訳:僧正遍照は歌のかたちはできていますが、本心が少ないのです。
たとえば、絵に描いた女を見せて心を動かさせようとするようなものです。

在原業平

「在原業平は、その心余りて言葉足らず。萎める花の、色無くて臭い残れるがごとし。」
 
訳:在原業平は、思いあまって言葉足らずのところがあります。
しぼんだ花の美しさがなくなったのに匂いは残っているようなものです。

文屋康秀

「文屋康秀は、言葉は巧みにて、そのさま身におわず。言わば、商人のよき衣きたらんがごとし。」
 
訳:文屋康秀は言葉はたくみですが、その形は内容に合っていません。
いってみれば、商人がいい服を着たようなものです。

喜撰法師

「宇治山の僧喜撰は、言葉かすかにして、初め終りたしかならず。言わば、秋の月を見るに、暁の雲にあえるがごとし。」
 
訳:宇治山の僧・喜撰は言葉がわずかで、始めと終わりがはっきりしていません。
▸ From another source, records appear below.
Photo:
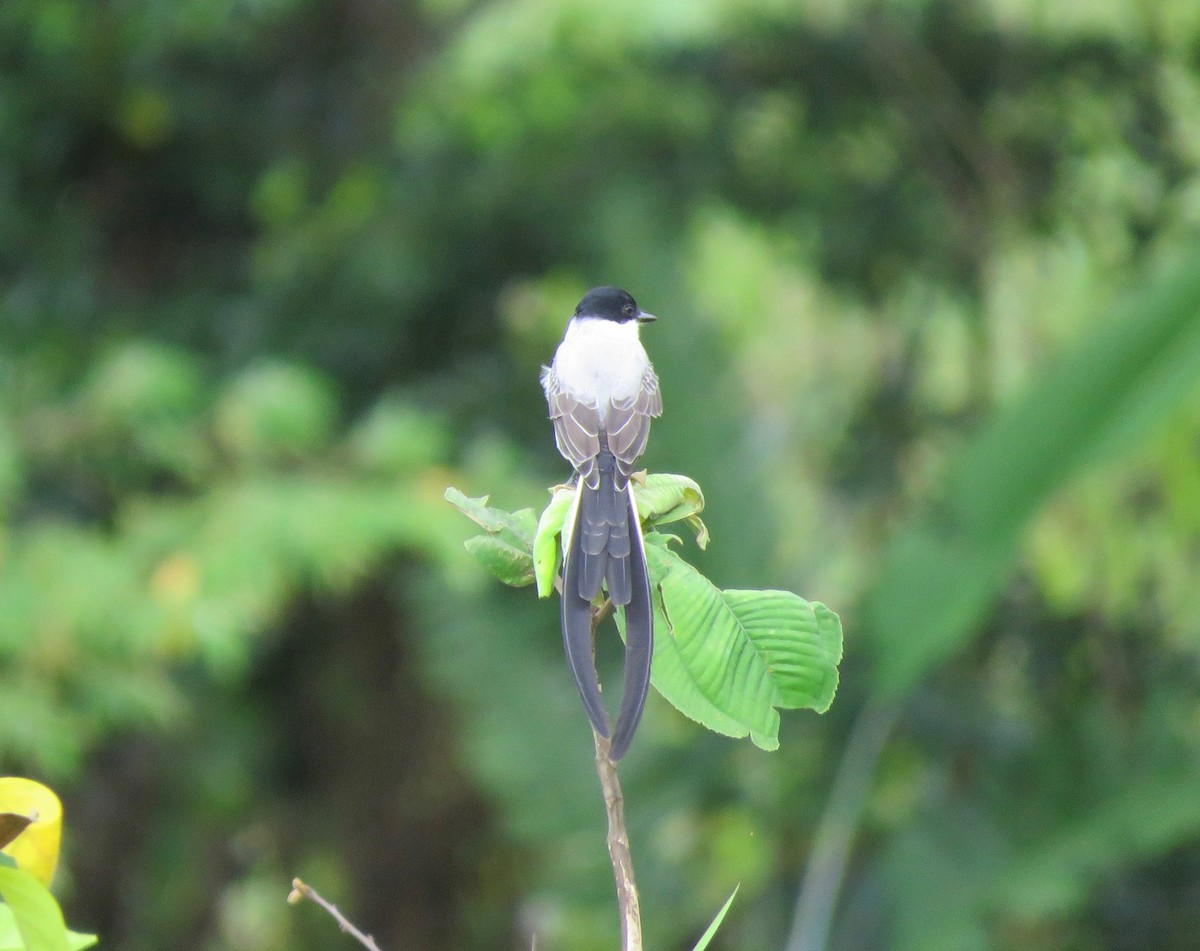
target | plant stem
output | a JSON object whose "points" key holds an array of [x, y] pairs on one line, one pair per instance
{"points": [[618, 835], [303, 890], [618, 849]]}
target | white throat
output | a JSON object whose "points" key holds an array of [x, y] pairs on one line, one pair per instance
{"points": [[600, 362]]}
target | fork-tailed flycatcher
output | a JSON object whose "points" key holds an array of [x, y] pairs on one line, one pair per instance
{"points": [[603, 394]]}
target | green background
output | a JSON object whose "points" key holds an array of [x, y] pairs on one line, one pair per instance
{"points": [[275, 273]]}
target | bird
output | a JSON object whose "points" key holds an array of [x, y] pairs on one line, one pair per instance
{"points": [[603, 393]]}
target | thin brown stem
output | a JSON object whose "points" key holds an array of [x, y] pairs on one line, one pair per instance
{"points": [[618, 849], [301, 890], [618, 833]]}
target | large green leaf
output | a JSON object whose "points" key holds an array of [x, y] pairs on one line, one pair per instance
{"points": [[545, 543], [35, 913], [942, 574], [742, 653], [10, 938]]}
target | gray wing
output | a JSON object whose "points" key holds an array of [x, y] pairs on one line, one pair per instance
{"points": [[576, 425], [628, 426]]}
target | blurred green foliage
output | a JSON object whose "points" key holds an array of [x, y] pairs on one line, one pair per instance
{"points": [[275, 273]]}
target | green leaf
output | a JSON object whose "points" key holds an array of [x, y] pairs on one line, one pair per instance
{"points": [[709, 933], [798, 640], [35, 913], [509, 563], [12, 825], [742, 652], [670, 676], [545, 543], [664, 497]]}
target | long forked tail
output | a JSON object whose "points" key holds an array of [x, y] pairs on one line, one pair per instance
{"points": [[606, 545]]}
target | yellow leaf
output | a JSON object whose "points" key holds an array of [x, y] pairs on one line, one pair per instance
{"points": [[36, 849]]}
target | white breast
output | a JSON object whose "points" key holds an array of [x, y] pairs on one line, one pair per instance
{"points": [[600, 362]]}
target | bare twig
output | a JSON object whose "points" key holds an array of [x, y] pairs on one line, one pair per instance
{"points": [[618, 835], [301, 890]]}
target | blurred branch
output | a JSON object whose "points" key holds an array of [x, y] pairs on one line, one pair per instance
{"points": [[301, 890], [826, 871], [618, 835]]}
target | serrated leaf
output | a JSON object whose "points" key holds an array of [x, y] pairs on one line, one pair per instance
{"points": [[36, 849], [35, 913], [670, 676], [798, 640], [521, 524], [717, 921], [665, 497], [545, 542], [730, 659], [510, 564]]}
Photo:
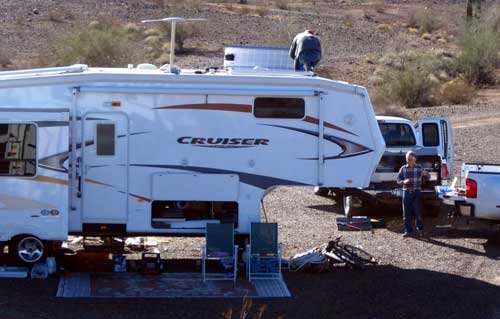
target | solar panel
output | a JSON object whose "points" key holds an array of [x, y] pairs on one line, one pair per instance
{"points": [[244, 57]]}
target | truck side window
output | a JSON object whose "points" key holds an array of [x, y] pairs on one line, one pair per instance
{"points": [[430, 134], [17, 149], [397, 134], [285, 108], [105, 139]]}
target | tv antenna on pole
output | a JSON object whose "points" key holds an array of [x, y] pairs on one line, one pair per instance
{"points": [[173, 21]]}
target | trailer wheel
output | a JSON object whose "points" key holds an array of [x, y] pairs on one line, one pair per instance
{"points": [[321, 191], [26, 249]]}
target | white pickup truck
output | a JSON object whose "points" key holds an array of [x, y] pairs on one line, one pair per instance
{"points": [[430, 138], [478, 195]]}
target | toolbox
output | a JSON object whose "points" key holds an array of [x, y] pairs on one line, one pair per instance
{"points": [[151, 262]]}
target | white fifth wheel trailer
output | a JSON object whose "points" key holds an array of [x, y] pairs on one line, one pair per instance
{"points": [[143, 151]]}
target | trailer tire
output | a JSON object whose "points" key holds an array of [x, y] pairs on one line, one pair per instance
{"points": [[26, 249], [321, 191]]}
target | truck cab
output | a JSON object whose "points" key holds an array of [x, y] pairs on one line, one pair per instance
{"points": [[430, 138]]}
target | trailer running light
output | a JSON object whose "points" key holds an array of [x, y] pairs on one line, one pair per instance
{"points": [[444, 172], [470, 188]]}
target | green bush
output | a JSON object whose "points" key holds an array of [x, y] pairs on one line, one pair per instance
{"points": [[103, 43], [411, 85], [480, 45], [424, 21]]}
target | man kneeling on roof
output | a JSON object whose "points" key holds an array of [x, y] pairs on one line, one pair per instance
{"points": [[306, 50]]}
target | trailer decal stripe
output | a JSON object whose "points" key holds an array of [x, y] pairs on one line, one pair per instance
{"points": [[93, 181], [48, 179], [349, 148], [260, 181], [245, 108], [313, 120]]}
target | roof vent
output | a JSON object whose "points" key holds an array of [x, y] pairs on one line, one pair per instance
{"points": [[146, 66], [254, 58]]}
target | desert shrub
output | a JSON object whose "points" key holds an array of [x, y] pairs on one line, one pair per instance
{"points": [[424, 21], [379, 6], [479, 41], [456, 91], [281, 4], [183, 31], [4, 59], [261, 11], [411, 85], [103, 43]]}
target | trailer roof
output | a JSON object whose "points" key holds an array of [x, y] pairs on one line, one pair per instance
{"points": [[81, 73]]}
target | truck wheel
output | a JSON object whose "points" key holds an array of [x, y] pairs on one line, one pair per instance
{"points": [[321, 191], [26, 249]]}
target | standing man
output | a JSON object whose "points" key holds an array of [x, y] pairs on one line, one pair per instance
{"points": [[410, 177], [306, 50]]}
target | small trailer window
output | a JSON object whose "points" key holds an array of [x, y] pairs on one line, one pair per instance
{"points": [[105, 139], [284, 108], [430, 134], [17, 149]]}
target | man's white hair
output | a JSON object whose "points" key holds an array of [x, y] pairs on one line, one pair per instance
{"points": [[410, 153]]}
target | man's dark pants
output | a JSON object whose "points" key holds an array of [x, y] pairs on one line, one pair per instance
{"points": [[412, 203], [307, 60]]}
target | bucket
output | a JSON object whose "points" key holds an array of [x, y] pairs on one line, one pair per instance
{"points": [[119, 263]]}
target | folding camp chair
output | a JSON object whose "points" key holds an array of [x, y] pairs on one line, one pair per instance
{"points": [[220, 244], [264, 252]]}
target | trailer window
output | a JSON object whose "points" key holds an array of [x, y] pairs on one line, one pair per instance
{"points": [[285, 108], [105, 139], [430, 134], [444, 128], [397, 134], [17, 149]]}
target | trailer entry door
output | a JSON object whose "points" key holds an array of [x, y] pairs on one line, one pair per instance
{"points": [[105, 168]]}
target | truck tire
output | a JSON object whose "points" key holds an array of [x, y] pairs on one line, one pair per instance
{"points": [[321, 191], [26, 249]]}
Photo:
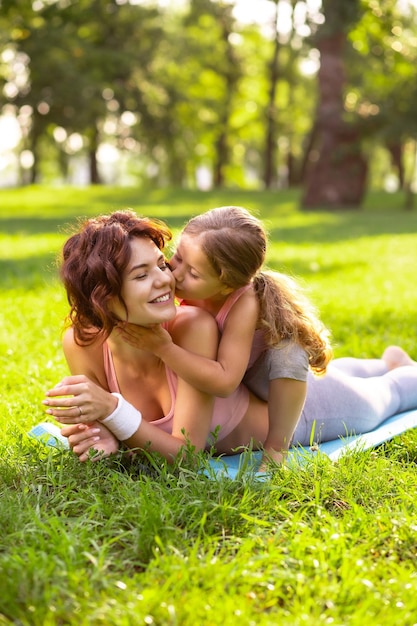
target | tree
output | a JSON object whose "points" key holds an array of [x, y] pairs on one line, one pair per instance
{"points": [[336, 174]]}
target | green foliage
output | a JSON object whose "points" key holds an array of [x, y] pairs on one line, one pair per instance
{"points": [[129, 541]]}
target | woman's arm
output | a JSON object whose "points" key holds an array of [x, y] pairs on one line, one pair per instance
{"points": [[220, 376], [80, 400]]}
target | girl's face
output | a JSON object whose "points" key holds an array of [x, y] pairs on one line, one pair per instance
{"points": [[148, 286], [195, 278]]}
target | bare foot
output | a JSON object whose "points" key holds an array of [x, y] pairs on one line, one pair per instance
{"points": [[394, 356]]}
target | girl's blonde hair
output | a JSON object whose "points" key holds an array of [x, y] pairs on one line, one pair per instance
{"points": [[234, 242]]}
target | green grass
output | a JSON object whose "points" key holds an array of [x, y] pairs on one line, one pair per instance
{"points": [[123, 543]]}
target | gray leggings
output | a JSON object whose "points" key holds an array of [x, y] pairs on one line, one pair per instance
{"points": [[354, 396]]}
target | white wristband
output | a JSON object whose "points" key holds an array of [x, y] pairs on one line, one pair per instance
{"points": [[125, 419]]}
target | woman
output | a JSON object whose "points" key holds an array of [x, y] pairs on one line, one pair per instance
{"points": [[114, 270]]}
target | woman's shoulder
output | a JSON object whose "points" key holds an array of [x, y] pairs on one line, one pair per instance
{"points": [[192, 320]]}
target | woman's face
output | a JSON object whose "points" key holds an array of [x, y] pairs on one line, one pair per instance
{"points": [[148, 286], [195, 278]]}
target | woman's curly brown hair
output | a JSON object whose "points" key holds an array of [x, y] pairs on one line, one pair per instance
{"points": [[92, 266]]}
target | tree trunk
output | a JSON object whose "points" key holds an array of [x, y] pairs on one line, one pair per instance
{"points": [[396, 152], [336, 174], [271, 114]]}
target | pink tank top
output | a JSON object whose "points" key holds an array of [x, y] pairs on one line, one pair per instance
{"points": [[227, 412], [258, 343]]}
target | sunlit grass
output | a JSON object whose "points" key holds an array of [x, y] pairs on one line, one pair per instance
{"points": [[122, 543]]}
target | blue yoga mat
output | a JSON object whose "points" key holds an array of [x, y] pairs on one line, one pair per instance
{"points": [[231, 465]]}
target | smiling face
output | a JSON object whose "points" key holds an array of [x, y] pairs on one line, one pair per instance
{"points": [[195, 278], [148, 286]]}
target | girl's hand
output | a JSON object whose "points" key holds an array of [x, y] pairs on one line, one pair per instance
{"points": [[77, 400], [150, 338], [82, 438]]}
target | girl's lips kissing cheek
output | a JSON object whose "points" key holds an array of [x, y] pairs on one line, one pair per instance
{"points": [[162, 299]]}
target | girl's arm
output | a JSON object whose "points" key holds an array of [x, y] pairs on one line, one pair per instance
{"points": [[219, 377]]}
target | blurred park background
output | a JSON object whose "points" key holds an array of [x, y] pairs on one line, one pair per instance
{"points": [[211, 94]]}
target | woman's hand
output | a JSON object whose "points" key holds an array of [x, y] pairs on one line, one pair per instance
{"points": [[150, 338], [77, 400], [95, 436]]}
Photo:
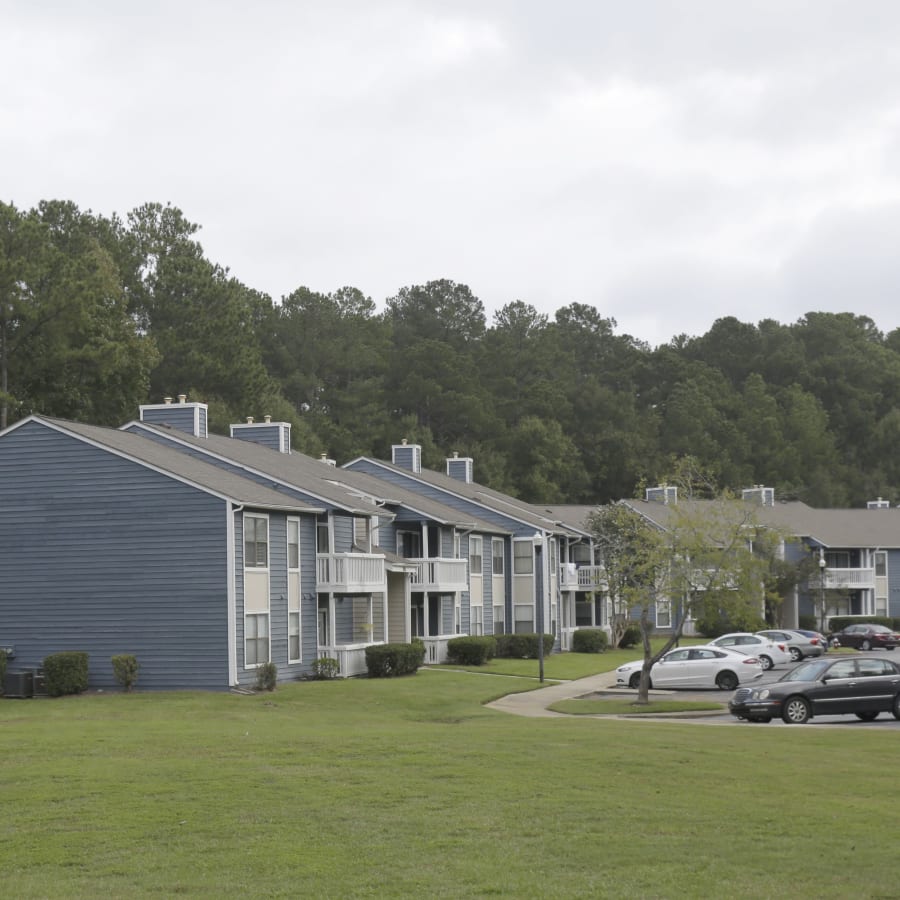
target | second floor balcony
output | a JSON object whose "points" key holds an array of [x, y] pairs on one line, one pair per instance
{"points": [[350, 573], [438, 574]]}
いってみれば、秋の月を見ていると暁の雲に隠れたようなものです。
詠んだ歌が多く知られていないので、あれこれ比較してみることもできません。

小野小町

「小野小町は、古の衣通姫の流なり。哀れなるようにて、強からず。言わば、良き女の悩める所あるに似たり。強からぬは、女の歌なればなるべし。」
 
訳:小野小町は、むかしの衣通姫の流れです。
趣があるようであって、強くはありません。
いってみれば、身分の高い女が病に悩むところがあるのに似ています。
強くないのは女の歌だからでしょう。

大伴黒主

「大伴黒主は、そのさまいやし。言わば、薪負える山人の、花のかげに休めるがごとし。」
 
訳:大伴黒主は、かたちが貧弱です。
いってみれば、薪を負った山人が花の蔭に休んでいるようなものです。

まとめ

★「六歌仙」を選んだのは紀貫之
★「古今和歌集」の「仮名序」に六歌仙の評価を載せている
★なせか、結構評価は厳しい

 
紀貫之は、かなり辛辣に批評していますね・・・。(´・ω・)
しかし、他の歌人よりはうまいと評しているので、毒舌家だったのかも?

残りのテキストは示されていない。